“No me importa con quién nos esté comparando la gente, eso es cosa suya. ¿Que si me importa ser comparado con The White Stripes? No, porque la verdad es que me gusta esa banda”.

Royal Blood son, de eso no cabe duda, uno de los nombres más relevantes del momento; muy hábil has tenido que ser esquivando la oleada del hype para haber conseguido llegar hasta este punto sin haber oído o leído absolutamente nada sobre ellos. Para un público, el rockero, que siempre parece huérfano de ídolos a los que alzar sobre sus hombros, esta pareja británica ha caído con una especial gracia que no anda exenta de una fuerte campaña promocional en la que han intervenido hasta los Arctic Monkeys, a los cuales ya estaban teloneando pocos meses después de haber editado su primer single a finales de 2013.
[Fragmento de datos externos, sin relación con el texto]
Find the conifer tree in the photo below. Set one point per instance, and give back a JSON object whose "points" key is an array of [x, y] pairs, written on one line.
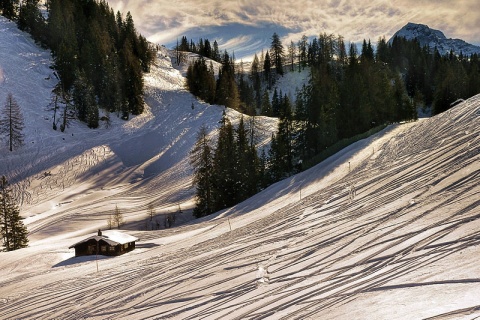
{"points": [[224, 167], [266, 105], [267, 65], [117, 217], [9, 8], [292, 52], [227, 93], [303, 51], [277, 53], [13, 231], [201, 159], [11, 123]]}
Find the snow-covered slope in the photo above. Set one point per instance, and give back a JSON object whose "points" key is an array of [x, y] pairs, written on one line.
{"points": [[386, 229], [435, 38], [72, 181]]}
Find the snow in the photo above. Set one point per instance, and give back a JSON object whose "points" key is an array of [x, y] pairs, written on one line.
{"points": [[388, 228], [435, 39], [112, 237]]}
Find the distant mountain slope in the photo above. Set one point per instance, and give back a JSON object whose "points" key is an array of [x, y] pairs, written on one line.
{"points": [[435, 38], [72, 180]]}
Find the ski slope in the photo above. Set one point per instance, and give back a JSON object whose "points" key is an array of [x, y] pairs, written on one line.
{"points": [[388, 228]]}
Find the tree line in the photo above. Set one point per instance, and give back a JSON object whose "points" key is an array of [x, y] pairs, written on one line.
{"points": [[14, 233], [202, 47], [347, 94], [98, 55], [227, 173]]}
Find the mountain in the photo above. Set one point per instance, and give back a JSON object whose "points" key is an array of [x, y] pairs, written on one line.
{"points": [[385, 229], [435, 38]]}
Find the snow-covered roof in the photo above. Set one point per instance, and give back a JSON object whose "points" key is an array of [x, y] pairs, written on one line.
{"points": [[111, 237]]}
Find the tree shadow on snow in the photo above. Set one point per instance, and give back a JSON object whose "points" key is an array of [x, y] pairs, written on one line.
{"points": [[78, 260]]}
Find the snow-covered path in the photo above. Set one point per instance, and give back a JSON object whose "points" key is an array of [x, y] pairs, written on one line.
{"points": [[396, 237], [389, 228]]}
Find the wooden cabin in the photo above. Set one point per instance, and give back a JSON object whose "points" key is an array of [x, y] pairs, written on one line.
{"points": [[107, 243]]}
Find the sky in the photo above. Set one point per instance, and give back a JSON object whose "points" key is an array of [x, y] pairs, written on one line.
{"points": [[246, 26]]}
La eterna cuestión es: ¿hay una base que sustente la promesa de este debut homónimo (2014, Warner Bros)? Pues sí, algo hay, para qué nos vamos a engañar. ¿Sirve además para justificar tanta algarabía en torno a los nuevos hijos predilectos de Worthing, que parecen haber salido de la nada para comerse el mundo? Bueno, aquí creo que podemos matizar más la cuestión, porque seguir alimentando la locura hacia este trabajo creo que puede acabar jugando un poco en su contra a medio plazo.
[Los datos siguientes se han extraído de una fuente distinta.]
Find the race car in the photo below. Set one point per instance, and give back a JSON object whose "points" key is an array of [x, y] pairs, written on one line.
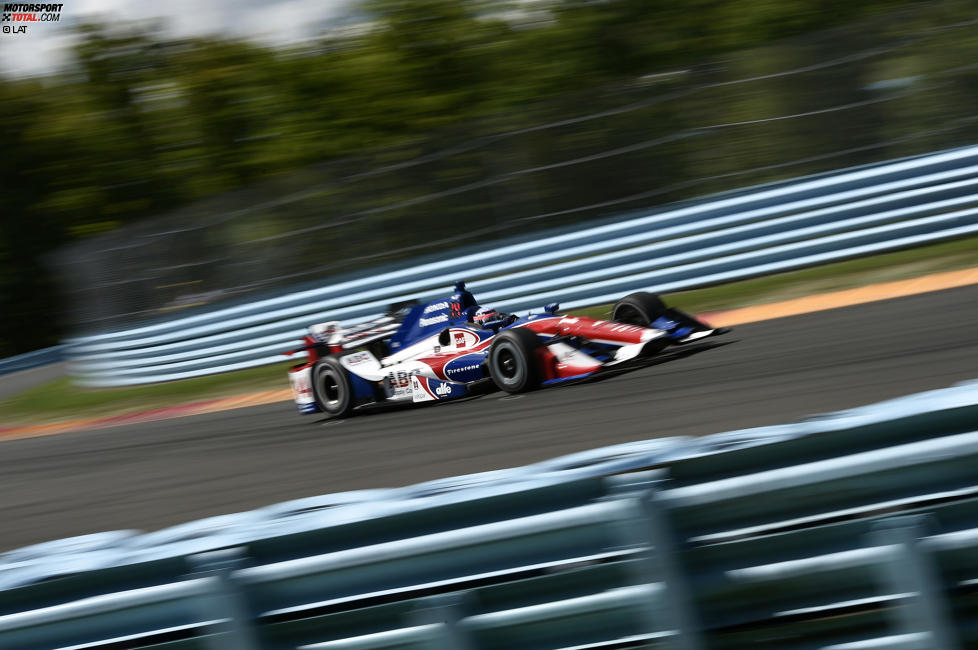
{"points": [[452, 348]]}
Teniendo claro que Royal Blood no están aquí para reinventar la rueda, sino para tomar la fórmula mil veces exprimida del rock más directo y hacerla suya, es más fácil aceptar lo que el disco propone. También ellos mismos han tenido que acabar asumiendo la larga lista de comparaciones que les acompañan: es fácil hablar de The White Stripes y The Black Keys por eso de que se presentan también en formato pareja, aunque se pueden extender sin problema los paralelismos a proyectos que apuestan por el rock a la antigua usanza como Jeremy Irons & the Ratgang Malibus o Wolfmother.

Teniendo claro que Royal Blood no están aquí para reinventar la rueda es más fácil aceptar lo que el disco propone.
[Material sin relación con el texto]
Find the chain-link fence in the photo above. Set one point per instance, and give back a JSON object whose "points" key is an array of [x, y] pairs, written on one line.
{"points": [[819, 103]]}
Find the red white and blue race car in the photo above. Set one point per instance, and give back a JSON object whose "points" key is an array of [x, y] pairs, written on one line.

Con estos mimbres, que son tan fáciles de identificar, ya os podréis hacer a la idea de lo que vienen a ofrecer. Lo mejor es que lo hacen sabiendo muy bien cuál es su juego, apostando por ir directos al grano con diez cortes que apenas suman la media hora de duración, dando como resultado un trabajo ameno, fácil de digerir y apto para cualquier hora del día. Canciones como ‘Come On Over’, ‘You Can Be So Cruel’ o ‘Careless’ funcionan al instante, moviéndose casi todo el tiempo entre el aprobado alto y el notable raspado; no, no encontraréis grandes himnos para el recuerdo, pero tampoco podemos ir pidiendo eso a cada grupo.

Cuentan quienes les han visto en directo que sobre el escenario sacan su mejor cara, y declaran ellos que han hecho todo lo posible por dejar constancia de todo ese derroche de energía en las grabaciones de estudio. Supongo que nos lo tendremos que creer por el momento, ya que en general se trata de un producto con los bordes muy redondeados, pulido y producido con la clara idea de gustar lo más rápidamente posible a la mayor cantidad de gente que se cruce en su camino. Y no lo digo como un punto en su contra, que conste, pero tened claro que nada aquí os va a llamar la atención con la fuerza de lo inesperado.

7.2/10

Y poco más hay aquí, las cosas como son. Tan vehementes van a ser quienes quieran vender este proyecto como quienes se opongan a él por su indisimulada condición de producto destinado a conquistar al público. Abstrayéndonos de todo el ruido y analizando el disco por lo que es, agradable, algo plano y sin grandes taras, no será complicado disfrutar de lo que Royal Blood ponen sobre la mesa. Si siguen así no me cabe duda que pueden llegar a vender muchos discos, y bien por ellos; el tiempo dirá si además consiguen dejar una gran marca.